Making sense of the Triad’s dire economic situation is not easy. Let’s start with Yes!Weekly’s Greensboro City Council candidate profile of Wayne Abraham, who notes that “funding to the Greensboro Partnership was cut by 10 percent, a move he sees as detrimental to attracting businesses.”

Yet in the N&R’s dire analysis of the Triad’s economic outlook, we read this:

Pat Danahy, president of the Greensboro Partnership, shares that concern, especially when someone tries to project when the area will regain lost jobs.

“If anybody claims they know that,” Danahy said, “they don’t have much credibility with me.”

In mind, that quote right there undermines Danahy’s credibility and certainly doesn’t recommend more funding for the Partnership. Today we read that the Greensboro Chamber of Commerce will launch a plan modeled on a similar plan in Atlanta where any company that hires one new employee will be listed in an advertisement in a business publication.

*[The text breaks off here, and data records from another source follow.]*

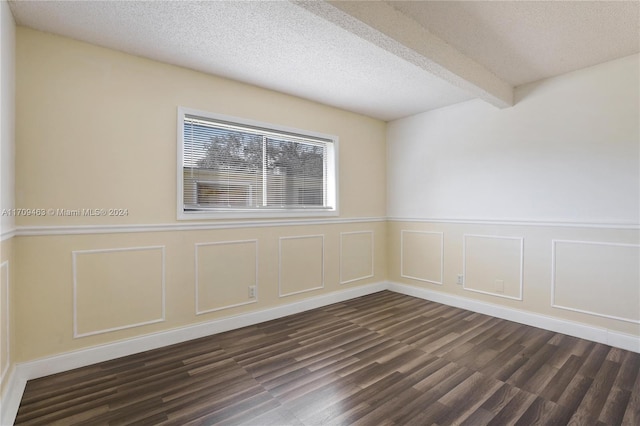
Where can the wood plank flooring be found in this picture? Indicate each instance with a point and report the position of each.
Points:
(382, 359)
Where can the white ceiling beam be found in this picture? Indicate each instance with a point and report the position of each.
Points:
(384, 26)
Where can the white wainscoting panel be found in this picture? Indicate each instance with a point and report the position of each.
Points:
(493, 265)
(356, 256)
(596, 278)
(224, 272)
(300, 264)
(118, 288)
(422, 256)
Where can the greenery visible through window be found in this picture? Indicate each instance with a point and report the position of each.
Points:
(231, 166)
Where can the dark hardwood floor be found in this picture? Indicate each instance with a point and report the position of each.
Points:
(383, 359)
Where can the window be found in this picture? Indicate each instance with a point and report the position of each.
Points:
(230, 167)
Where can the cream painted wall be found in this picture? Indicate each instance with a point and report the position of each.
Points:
(491, 181)
(96, 128)
(7, 223)
(106, 132)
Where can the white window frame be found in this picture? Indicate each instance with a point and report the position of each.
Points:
(239, 213)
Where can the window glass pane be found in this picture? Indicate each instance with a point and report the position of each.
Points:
(235, 167)
(296, 173)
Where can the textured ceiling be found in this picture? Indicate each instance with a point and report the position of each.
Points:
(383, 59)
(525, 41)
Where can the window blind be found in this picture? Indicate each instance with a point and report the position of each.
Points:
(231, 166)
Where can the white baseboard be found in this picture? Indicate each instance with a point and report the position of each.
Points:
(17, 378)
(571, 328)
(10, 401)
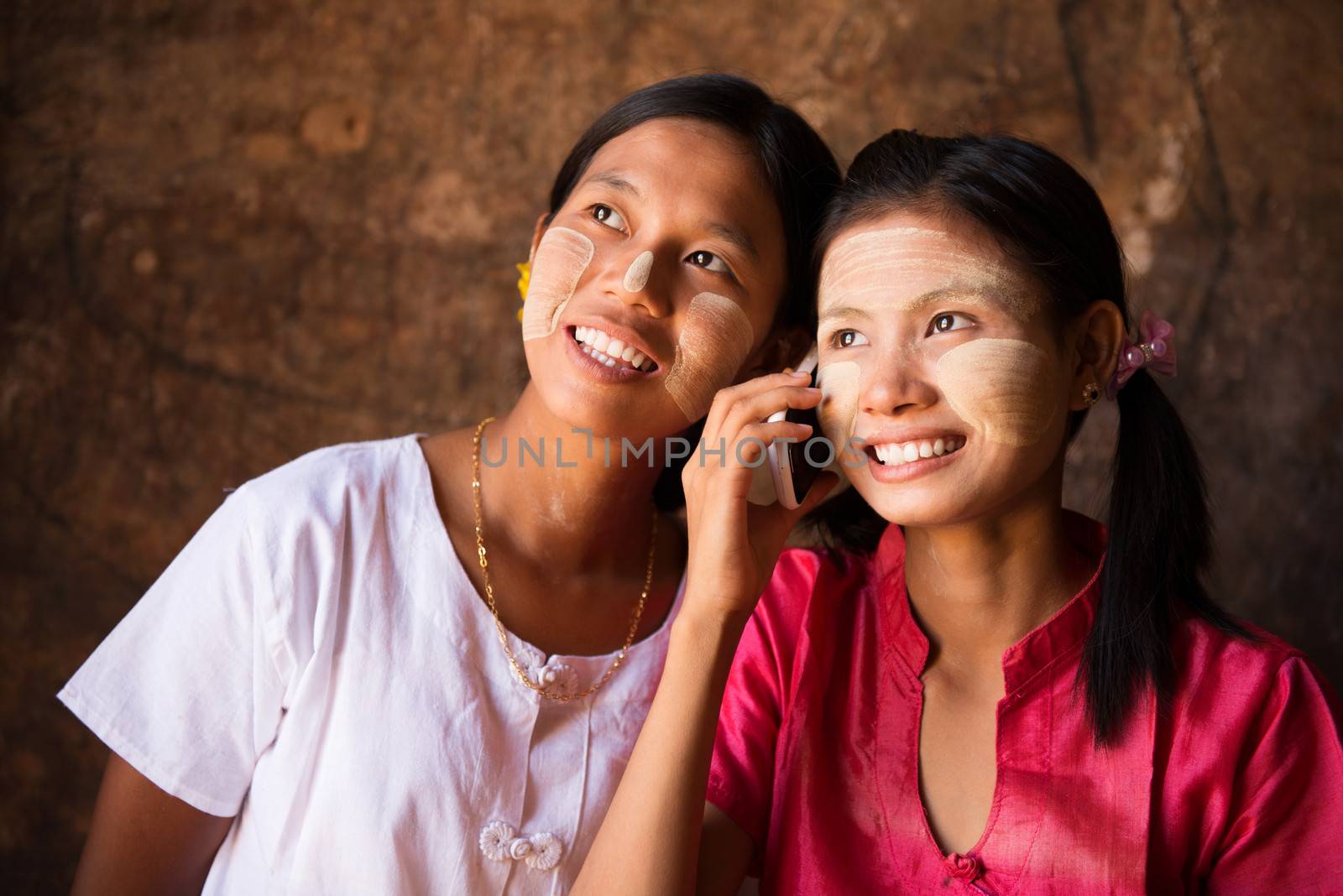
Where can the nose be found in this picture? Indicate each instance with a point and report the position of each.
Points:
(896, 384)
(640, 284)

What interesting is the plan was recommended by conservative council council member Trudy Wade, yet is being panned in the N&R by liberal UNCG economics professor Andrew Brod as ‘cheerleading.’

So it’s clear we’re grasping straws here. What’s the answer? I tend to agree with JLF president John Hood, who took note of the Triad’s grim economic forecast. Best anybody can do, Hood says, is skip the “Keynesian claptrap.”